Both suffixes work. Pick one.  There is no difference. BTW, "evvel" is a bit old Turkish. People still use it but it is getting uncommon.

"Önce" means "before" as you said, like "evvel". "2 gün önce" (before 2 days) 

But if you want to say "day before yesterday", you can't use "önce" without suffix. Otherwise you say "önce gün" and it doesn't mean anything. You need to say "önceki gün". That's the rule.
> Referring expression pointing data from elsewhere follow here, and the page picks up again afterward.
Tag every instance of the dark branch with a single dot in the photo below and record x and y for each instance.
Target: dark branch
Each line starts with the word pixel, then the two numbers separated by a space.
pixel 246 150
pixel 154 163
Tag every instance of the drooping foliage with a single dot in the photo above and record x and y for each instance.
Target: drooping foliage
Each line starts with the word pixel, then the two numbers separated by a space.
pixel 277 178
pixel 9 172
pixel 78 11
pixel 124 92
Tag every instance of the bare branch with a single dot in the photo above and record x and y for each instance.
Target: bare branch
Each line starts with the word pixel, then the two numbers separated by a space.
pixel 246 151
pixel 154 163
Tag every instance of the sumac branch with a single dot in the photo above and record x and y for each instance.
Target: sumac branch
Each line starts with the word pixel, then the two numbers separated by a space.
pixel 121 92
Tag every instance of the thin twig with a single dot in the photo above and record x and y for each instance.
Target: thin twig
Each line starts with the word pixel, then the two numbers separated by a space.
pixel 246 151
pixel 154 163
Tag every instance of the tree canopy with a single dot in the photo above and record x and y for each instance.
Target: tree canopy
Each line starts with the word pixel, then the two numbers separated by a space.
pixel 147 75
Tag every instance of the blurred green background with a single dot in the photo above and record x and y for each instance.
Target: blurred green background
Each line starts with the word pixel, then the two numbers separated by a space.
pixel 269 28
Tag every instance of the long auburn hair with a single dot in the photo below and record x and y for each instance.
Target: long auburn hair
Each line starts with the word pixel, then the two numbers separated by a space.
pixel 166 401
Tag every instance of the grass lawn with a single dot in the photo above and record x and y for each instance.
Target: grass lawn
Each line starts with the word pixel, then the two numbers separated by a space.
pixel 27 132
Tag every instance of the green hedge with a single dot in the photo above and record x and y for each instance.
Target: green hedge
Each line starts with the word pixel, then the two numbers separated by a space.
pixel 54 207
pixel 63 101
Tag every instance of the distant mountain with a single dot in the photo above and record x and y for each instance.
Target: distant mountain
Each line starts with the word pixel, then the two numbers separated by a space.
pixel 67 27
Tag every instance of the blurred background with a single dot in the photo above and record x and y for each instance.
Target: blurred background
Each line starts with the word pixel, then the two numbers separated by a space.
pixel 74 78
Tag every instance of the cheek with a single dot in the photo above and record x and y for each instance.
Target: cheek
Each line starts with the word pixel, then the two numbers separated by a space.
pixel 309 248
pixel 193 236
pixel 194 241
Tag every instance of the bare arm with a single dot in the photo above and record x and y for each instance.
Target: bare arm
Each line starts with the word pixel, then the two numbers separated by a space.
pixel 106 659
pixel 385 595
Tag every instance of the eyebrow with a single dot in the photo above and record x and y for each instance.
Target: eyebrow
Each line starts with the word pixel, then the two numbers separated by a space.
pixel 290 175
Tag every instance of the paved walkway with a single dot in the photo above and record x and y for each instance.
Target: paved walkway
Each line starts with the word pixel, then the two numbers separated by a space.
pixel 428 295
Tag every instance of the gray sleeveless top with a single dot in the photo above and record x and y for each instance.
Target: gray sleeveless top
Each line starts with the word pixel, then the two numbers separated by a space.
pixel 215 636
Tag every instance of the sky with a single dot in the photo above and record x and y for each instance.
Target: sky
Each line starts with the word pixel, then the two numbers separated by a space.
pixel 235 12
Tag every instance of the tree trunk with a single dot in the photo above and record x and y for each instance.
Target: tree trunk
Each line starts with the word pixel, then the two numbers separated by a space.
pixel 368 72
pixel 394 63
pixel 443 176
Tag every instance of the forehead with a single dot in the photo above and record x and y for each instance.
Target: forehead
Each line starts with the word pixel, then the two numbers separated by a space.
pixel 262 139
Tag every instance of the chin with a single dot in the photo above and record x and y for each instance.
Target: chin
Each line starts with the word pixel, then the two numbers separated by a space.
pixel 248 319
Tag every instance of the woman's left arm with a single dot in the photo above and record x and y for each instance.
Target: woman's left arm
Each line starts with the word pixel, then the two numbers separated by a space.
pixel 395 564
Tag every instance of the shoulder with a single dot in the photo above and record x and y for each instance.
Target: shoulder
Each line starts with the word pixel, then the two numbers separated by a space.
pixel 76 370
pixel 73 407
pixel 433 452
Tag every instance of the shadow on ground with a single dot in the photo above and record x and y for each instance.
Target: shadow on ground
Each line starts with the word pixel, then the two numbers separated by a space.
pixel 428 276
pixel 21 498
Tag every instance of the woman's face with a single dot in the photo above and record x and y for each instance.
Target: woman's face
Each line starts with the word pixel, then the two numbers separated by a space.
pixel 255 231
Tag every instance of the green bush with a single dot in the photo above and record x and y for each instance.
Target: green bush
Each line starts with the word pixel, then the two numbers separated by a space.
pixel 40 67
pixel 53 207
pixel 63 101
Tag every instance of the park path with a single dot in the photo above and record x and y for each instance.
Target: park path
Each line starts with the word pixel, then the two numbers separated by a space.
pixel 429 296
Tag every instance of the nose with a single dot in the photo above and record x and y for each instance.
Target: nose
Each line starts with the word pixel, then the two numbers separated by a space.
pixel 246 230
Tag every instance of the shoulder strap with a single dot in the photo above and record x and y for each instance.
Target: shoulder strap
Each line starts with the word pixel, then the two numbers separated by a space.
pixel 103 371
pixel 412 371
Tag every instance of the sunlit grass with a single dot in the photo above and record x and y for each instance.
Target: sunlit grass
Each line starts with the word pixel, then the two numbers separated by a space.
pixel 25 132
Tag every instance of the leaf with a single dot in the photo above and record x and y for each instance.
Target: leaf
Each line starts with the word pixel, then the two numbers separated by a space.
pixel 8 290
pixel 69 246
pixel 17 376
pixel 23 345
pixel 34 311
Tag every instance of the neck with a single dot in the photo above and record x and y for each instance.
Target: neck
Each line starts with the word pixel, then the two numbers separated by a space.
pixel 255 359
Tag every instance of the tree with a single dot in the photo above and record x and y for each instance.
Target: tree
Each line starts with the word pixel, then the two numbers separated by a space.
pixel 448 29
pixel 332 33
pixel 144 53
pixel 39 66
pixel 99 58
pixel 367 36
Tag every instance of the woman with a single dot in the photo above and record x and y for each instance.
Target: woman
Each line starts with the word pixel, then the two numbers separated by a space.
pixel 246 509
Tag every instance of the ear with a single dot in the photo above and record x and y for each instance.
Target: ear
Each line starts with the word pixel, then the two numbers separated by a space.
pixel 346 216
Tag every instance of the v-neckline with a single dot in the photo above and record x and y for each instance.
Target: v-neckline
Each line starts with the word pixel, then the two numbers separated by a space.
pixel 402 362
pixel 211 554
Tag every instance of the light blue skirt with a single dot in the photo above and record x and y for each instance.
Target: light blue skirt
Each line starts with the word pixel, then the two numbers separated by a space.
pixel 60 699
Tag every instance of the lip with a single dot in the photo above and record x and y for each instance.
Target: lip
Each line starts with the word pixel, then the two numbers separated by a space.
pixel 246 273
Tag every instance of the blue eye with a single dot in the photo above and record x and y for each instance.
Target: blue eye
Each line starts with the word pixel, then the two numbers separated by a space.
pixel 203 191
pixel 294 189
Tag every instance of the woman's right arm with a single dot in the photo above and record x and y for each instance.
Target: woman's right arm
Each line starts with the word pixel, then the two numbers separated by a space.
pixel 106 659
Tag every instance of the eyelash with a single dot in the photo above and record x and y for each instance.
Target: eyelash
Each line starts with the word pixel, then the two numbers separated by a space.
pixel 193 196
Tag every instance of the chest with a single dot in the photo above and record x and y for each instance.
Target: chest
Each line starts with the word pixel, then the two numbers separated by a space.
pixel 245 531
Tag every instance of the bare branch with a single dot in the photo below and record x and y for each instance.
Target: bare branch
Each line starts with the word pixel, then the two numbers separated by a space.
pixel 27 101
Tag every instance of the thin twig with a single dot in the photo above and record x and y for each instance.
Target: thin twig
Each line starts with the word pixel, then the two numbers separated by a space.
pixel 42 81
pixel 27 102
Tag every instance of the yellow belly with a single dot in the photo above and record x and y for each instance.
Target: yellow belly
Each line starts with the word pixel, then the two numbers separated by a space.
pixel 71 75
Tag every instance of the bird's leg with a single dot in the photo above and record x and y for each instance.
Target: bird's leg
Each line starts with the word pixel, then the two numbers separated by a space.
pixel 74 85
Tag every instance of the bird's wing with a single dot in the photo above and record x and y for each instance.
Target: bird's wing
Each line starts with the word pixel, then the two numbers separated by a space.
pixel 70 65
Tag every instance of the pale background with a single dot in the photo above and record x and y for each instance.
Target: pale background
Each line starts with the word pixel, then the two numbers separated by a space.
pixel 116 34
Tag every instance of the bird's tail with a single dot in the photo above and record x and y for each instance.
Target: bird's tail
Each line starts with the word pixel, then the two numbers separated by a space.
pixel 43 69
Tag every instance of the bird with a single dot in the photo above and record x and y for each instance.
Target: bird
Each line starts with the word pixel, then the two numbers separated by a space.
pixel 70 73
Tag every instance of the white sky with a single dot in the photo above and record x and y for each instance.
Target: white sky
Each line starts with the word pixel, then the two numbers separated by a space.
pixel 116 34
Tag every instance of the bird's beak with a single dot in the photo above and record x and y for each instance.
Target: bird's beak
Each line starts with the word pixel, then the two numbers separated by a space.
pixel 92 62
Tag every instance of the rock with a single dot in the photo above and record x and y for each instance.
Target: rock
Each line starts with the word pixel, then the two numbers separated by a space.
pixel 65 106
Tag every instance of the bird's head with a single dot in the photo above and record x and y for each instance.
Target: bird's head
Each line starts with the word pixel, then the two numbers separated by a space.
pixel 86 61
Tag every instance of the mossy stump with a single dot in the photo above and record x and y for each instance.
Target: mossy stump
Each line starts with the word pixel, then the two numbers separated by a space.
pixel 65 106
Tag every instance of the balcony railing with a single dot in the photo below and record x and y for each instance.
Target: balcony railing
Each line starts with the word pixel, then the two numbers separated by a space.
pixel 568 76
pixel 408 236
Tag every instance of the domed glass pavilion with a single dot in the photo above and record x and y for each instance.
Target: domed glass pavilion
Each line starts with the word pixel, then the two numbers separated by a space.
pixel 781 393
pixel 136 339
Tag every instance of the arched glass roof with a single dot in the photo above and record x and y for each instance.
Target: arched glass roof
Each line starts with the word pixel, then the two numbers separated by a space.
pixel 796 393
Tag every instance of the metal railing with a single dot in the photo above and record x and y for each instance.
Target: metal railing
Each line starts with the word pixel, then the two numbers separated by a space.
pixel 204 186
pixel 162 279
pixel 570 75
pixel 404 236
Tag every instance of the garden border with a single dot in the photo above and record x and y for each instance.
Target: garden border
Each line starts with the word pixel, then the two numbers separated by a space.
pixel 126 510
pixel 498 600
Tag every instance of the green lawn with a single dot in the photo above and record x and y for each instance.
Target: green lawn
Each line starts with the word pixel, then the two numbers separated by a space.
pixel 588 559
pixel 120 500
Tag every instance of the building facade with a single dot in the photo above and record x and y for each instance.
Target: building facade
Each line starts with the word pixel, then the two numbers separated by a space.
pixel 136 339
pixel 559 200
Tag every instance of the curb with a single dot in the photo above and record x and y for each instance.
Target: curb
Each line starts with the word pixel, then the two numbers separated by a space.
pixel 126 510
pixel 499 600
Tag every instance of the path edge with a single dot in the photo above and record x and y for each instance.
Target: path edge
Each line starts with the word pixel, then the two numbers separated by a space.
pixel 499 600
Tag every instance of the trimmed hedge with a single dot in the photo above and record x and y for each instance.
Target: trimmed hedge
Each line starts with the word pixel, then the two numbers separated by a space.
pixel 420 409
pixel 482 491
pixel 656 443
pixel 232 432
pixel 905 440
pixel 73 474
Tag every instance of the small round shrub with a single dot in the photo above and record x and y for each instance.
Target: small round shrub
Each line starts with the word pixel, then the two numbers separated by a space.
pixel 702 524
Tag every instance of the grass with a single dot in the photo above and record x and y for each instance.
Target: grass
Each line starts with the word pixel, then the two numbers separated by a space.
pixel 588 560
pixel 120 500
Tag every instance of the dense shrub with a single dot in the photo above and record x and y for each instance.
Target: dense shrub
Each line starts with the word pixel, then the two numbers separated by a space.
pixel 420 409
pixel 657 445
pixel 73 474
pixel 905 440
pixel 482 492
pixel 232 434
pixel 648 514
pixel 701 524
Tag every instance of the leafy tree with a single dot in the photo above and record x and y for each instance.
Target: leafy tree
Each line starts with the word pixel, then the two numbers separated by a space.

This rule is the same for "day after tomorrow". "Sonra" means "later". You have to say "sonraki gün", not "sonra gün".


----------



## ancalimon

The suffix ki roughly means "the one" in these examples. So;

dünden önceki gün : the day before yesterday.

---

I think evvel is not originally Turkic.


----------



## FlyingBird

ancalimon said:


> The suffix ki roughly means "the one" in these examples. So;
> 
> dünden önceki gün : the day before yesterday.
> 
> ---
> 
> I think evvel is not originally Turkic.


thank both

So if i understood good

Day before yesterday: *dünden önceki gün* / *evvelsi gün* / *evvelki gün*
Day after tomorrow: *öbür gün   


*is this '*dünden*' needed or just '*önceki gün*' can mean 'day before yesterday'?


----------



## Black4blue

*önceki gün* is enough.
That -ki suffix is "adjective-making ki" as I mentioned in one of your old threads.


----------